A $13 million extension to Auckland Zoo has been given the thumbs up - which could bring the only elephant herd in Australasia to New Zealand.
Auckland City Council's arts, culture and recreation committee has endorsed a proposal to enlarge the zoo's existing enclosure to six times its size, which would incorporate two areas of Auckland's Western Springs Park.
The proposed areas, which run adjacent to the zoo's current elephant enclosure, will include an exercise area, a new elephant bull house, a public viewing area and boardwalk.
The extra space could take a herd of up to 10 new elephants, and the zoo is in talks with another zoo in Asia to bring a herd over.
The zoo wants to expand to improve the well-being of its sole remaining elephant, Burma, whose companion Kashin died in August 2009.
Burma is a non-breeding female. She has been monitored 24 hours a day since Kashin died, and the zoo believes bringing a herd over would improve her living situation.
Councillor Greg Moyle, who chairs the arts, culture and recreation committee, said the plan was an opportunity to be the only zoo in Australasia able to support an elephant breeding herd.
"We're very fortunate that the zoo is located at Western Springs. There is the capacity there to extend the zoo without having a detrimental impact on other users of the park.
"Extending the elephant enclosure will mean that not only do zoo visitors get to see these amazing animals, visitors to one of Auckland's favourite open spaces will as well," he said.
But Mr Moyle told NZPA it would not happen overnight.
"Consultation with the public will be a fairly long, drawn out process. I'd hope the process would be well under way by this time next year.
"My understanding is that the plan is to introduce elephants over a period of time, so the first priority would be to get a mate for Burma, and from there, a breeding herd would be built up," he said.
But not everybody is happy about the plans.
Animal rights groups including Safe and some city councillors have expressed concerns.
Safe spokesman Hans Kriek said zoos were moving away from keeping elephants in enclosures, because it was not in the animal's best interests.
He said the move by Auckland Zoo was a step backwards.
Mr Moyle said organisations such as Safe have already indicated they would take this to the Environment Court.
"They've got a particular perspective and they're welcome to express that.

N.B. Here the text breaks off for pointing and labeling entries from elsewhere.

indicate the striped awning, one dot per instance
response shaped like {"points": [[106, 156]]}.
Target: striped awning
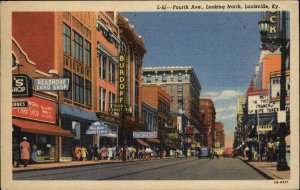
{"points": [[153, 140], [143, 143]]}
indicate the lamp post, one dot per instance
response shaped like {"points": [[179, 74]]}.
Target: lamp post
{"points": [[264, 27]]}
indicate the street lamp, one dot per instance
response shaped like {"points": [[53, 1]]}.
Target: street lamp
{"points": [[282, 42]]}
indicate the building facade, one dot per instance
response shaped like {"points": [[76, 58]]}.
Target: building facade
{"points": [[207, 118], [68, 45], [183, 86]]}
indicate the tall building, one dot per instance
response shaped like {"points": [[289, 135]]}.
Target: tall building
{"points": [[184, 88], [68, 45], [207, 118], [218, 137]]}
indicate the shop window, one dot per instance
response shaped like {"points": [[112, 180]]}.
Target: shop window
{"points": [[88, 93], [67, 39], [78, 95], [87, 51], [68, 93], [102, 72], [78, 47], [102, 99]]}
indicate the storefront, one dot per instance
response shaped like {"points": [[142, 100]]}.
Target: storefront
{"points": [[77, 121], [37, 121]]}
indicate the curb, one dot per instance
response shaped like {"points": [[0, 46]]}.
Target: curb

"But they're not being realistic. Part of the benefit of this plan is about conservation.
"The case for these elephants is well established. Elephants should not be left alone, they live in herds, rather than just two or three.
"An elephant breeding herd will be established over time, which will become more sustainable and part of a worldwide conservation project to protect the Asian elephants," Mr Moyle added.
Auckland Zoo's director Jonathan Wilcken said the elephants' best interests were important to the zoo, and they would be better off living in a social environment as part of a herd.
Councillor Graeme Mulholland, chairman of the Zoo Board, said Auckland Zoo was the only place where New Zealanders could view Asian elephants.